Existing remote attestation mechanisms cannot verify whether confidential virtual machines (CVMs) execute on physically trusted TEE platforms, causing CVM deployment to diverge from established TEE threat models (e.g., Intel TDX). This work proposes Datacenter Execution Assurance (DCEA), the first framework to tightly bind vTPM-anchored measurements to physical platform identity, enabling unified verification of CVM boot evidence and chassis-level hardware identity. DCEA integrates vTPM, discrete TPM, Intel TDX, and TXT within a cloud provider–controlled software stack to establish an end-to-end trusted boot and remote attestation pipeline, effectively mitigating replay and proxy attacks. We implement and evaluate DCEA on Google Cloud with Intel TDX, demonstrating verifiable proofs of both CVM physical provenance and runtime integrity. DCEA delivers the first deployment solution for high-assurance confidential computing in low-trust environments that fully aligns with TEE threat models.

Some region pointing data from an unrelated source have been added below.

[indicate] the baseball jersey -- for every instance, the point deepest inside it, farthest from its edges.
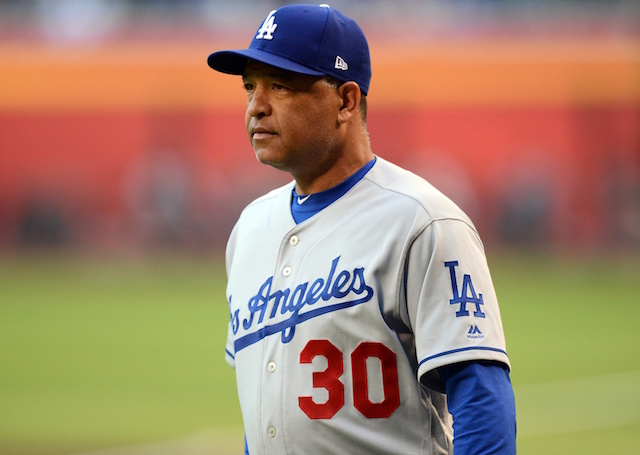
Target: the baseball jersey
(338, 324)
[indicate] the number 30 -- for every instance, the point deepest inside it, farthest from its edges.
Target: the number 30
(329, 379)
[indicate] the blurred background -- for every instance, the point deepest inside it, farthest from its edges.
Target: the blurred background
(124, 164)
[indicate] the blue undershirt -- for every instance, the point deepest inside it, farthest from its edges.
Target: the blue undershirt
(480, 399)
(313, 203)
(479, 395)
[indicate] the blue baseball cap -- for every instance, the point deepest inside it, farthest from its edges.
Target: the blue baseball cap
(306, 39)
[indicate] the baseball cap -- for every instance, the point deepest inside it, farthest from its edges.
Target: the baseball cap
(306, 39)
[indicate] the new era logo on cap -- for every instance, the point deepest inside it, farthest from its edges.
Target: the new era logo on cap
(306, 39)
(341, 64)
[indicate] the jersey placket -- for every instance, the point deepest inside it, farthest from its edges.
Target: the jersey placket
(275, 395)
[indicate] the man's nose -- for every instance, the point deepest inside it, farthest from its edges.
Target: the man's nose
(258, 104)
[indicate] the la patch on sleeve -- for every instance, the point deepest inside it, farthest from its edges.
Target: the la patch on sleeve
(465, 296)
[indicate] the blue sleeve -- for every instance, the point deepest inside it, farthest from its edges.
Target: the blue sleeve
(480, 399)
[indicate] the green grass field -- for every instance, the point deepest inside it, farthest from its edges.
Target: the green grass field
(108, 356)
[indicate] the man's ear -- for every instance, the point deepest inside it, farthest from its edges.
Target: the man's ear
(350, 94)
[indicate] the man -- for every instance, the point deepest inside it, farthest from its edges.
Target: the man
(363, 315)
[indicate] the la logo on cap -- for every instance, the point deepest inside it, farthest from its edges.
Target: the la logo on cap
(268, 27)
(340, 64)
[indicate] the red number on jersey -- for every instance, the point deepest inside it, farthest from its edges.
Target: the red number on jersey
(390, 385)
(328, 379)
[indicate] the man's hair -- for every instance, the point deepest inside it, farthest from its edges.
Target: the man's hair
(332, 81)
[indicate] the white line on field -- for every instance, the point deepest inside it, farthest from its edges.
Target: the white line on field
(579, 404)
(217, 441)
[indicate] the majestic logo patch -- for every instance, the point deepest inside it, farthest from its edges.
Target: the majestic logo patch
(466, 295)
(474, 333)
(339, 290)
(268, 27)
(302, 200)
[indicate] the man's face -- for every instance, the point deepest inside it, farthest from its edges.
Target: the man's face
(291, 119)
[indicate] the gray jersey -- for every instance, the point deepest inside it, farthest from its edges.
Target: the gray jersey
(338, 324)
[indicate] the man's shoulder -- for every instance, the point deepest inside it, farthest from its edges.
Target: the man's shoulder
(400, 184)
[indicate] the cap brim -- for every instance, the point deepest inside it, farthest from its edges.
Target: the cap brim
(234, 62)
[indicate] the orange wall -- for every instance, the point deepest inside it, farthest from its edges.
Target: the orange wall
(77, 125)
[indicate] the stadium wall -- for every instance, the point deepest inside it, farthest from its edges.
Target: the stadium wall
(142, 144)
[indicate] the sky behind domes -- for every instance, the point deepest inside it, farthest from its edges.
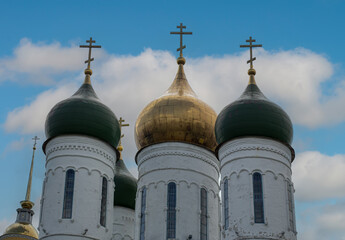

Confidential Virtual Machines (CVMs) protect data in use by running workloads inside hardware-isolated environments. In doing so, they also inherit the limitations of the underlying hardware. Trusted Execution Environments (TEEs), which enforce this isolation, explicitly exclude adversaries with physical access from their threat model. Commercial TEEs, e.g., Intel TDX, thus assume infrastructure providers do not physically exploit hardware and serve as safeguards instead. This creates a tension: tenants must trust provider integrity at the hardware layer, yet existing remote attestation offers no way to verify that CVMs actually run on physically trusted platforms, leaving today's CVM deployments unable to demonstrate that their guarantees align with the TEE vendor's threat model. We bridge this confidence gap with Data Center Execution Assurance (DCEA), a design generating "Proofs of Cloud". DCEA binds a CVM to its underlying platform using vTPM-anchored measurements, ensuring CVM launch evidence and TPM quotes refer to the same physical chassis. This takes advantage of the fact that data centers are often identifiable via TPMs. Our approach applies to CVMs accessing vTPMs and running on top of software stacks fully controlled by the cloud provider, as well as single-tenant bare-metal deployments with discrete TPMs. We trust providers for integrity (certificate issuance), but not for the confidentiality of CVM-visible state. DCEA enables remote verification of a CVM's platform origin and integrity, mitigating attacks like replay and attestation proxying. We include a candidate implementation on Google Cloud and Intel TDX that leverages Intel TXT for trusted launch. Our design refines CVMs' threat model and provides a practical path for deploying high-assurance, confidential workloads in minimally trusted environments.